If you have even dipped your toes in the world of social media, you know that this is true. The question is what are you doing about it?
Consider some interesting facts from my last week regarding twitter alone:
- While at Chilis, my 16-year old son showed me people tweeting close by on Google maps from a new app.
- Todd Wilson of Exponential, personally invites speakers to tweet about the conference 7 months in advance with 70 pre-written promotional tweets.
- Last night I watched the pre-recorded service video of Matt Chandler because a friend tweeted it. I saw this the same day his congregation did as I continue to praying for him.
- While at my home church yesterday, I tweeted two of my favorite quotes from the service.
- I talk to dozens of people every week who tweet about the book Church Unique.
- Twitter “lists” is a new function that is making it easier to meet and organize people to follow.
- After the Houston co::Lab on friday, two participants initiated follow-up direct messages that I was able to reply at a convenient time.

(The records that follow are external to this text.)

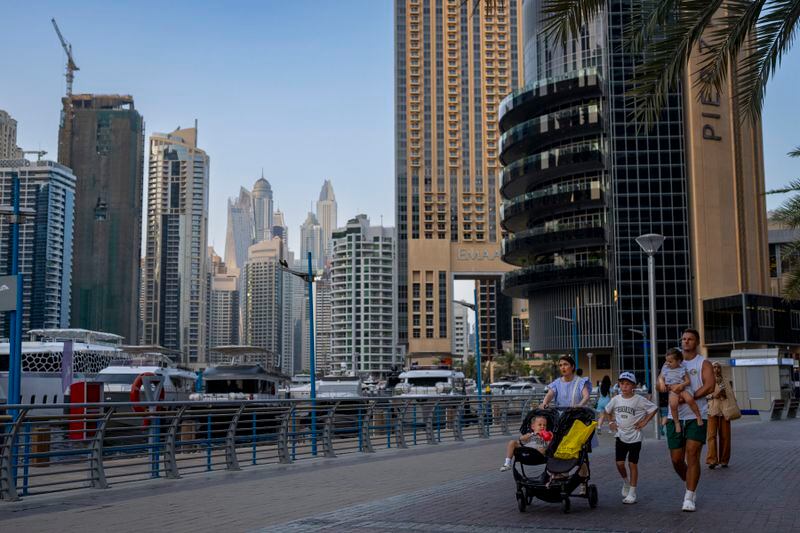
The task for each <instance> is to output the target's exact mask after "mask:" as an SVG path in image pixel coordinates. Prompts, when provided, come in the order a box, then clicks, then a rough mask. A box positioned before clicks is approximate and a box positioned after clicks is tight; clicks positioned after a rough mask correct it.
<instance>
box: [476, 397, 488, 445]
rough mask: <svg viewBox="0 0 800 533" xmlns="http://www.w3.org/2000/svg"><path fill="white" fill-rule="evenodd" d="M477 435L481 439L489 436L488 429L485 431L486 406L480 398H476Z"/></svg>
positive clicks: (481, 399) (485, 418) (487, 437)
mask: <svg viewBox="0 0 800 533" xmlns="http://www.w3.org/2000/svg"><path fill="white" fill-rule="evenodd" d="M478 436H479V437H480V438H482V439H488V438H489V434H488V431H486V406H485V405H484V404H483V399H481V398H478Z"/></svg>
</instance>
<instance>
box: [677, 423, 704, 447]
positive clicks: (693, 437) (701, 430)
mask: <svg viewBox="0 0 800 533" xmlns="http://www.w3.org/2000/svg"><path fill="white" fill-rule="evenodd" d="M681 427H682V428H683V431H681V432H680V433H676V432H675V422H674V421H672V420H671V419H670V420H667V446H669V449H670V450H677V449H679V448H685V447H686V441H687V440H694V441H697V442H701V443H703V444H705V442H706V428H707V427H708V420H703V425H702V426H698V425H697V420H684V421H683V424H682V425H681Z"/></svg>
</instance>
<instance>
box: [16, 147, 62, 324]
mask: <svg viewBox="0 0 800 533" xmlns="http://www.w3.org/2000/svg"><path fill="white" fill-rule="evenodd" d="M22 163H25V164H24V165H23V164H22ZM12 174H17V175H18V176H19V181H20V198H21V201H20V208H21V209H22V210H23V212H25V211H27V212H30V213H33V214H31V215H30V217H31V218H30V219H29V220H28V222H29V223H25V224H22V225H20V231H19V256H18V257H19V259H18V261H19V273H20V274H22V276H23V287H24V290H23V293H22V304H23V313H22V330H23V332H26V331H28V330H30V329H39V328H66V327H69V322H70V284H71V282H72V279H73V242H74V231H73V228H74V222H73V221H74V216H75V182H76V178H75V175H74V174H73V173H72V171H71V170H70V169H68V168H67V167H65V166H63V165H59V164H58V163H56V162H54V161H36V162H27V161H19V160H3V161H0V205H3V206H7V205H9V206H10V205H11V203H12V199H11V193H12V191H11V187H10V186H9V185H10V183H11V175H12ZM10 230H11V226H10V224H9V223H8V220H7V219H6V217H5V216H0V258H2V259H0V275H2V276H6V275H9V274H10V273H11V261H10V258H11V231H10ZM2 320H3V322H1V323H2V325H3V328H2V331H0V337H6V338H8V337H9V333H10V322H9V320H10V319H9V314H8V313H4V314H3V319H2Z"/></svg>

The list could go on and twitter is only one of many tools to communicate. Last night, I played team SWAT on Halo (a popular online XBoX game by Microsoft) with 7 people at a time among the other 6,000 global game participants at that time. We could talk with one another while we played. I also enjoyed 30 Thanksgiving photos of my nephews and nieces sent to me via Shutterfly.
The point is that Godin’s “essential lesson” is sitting there with crystal clarity begging leaders to act. So the big question today is:
What are you doing to tighten your connection with people who follow you?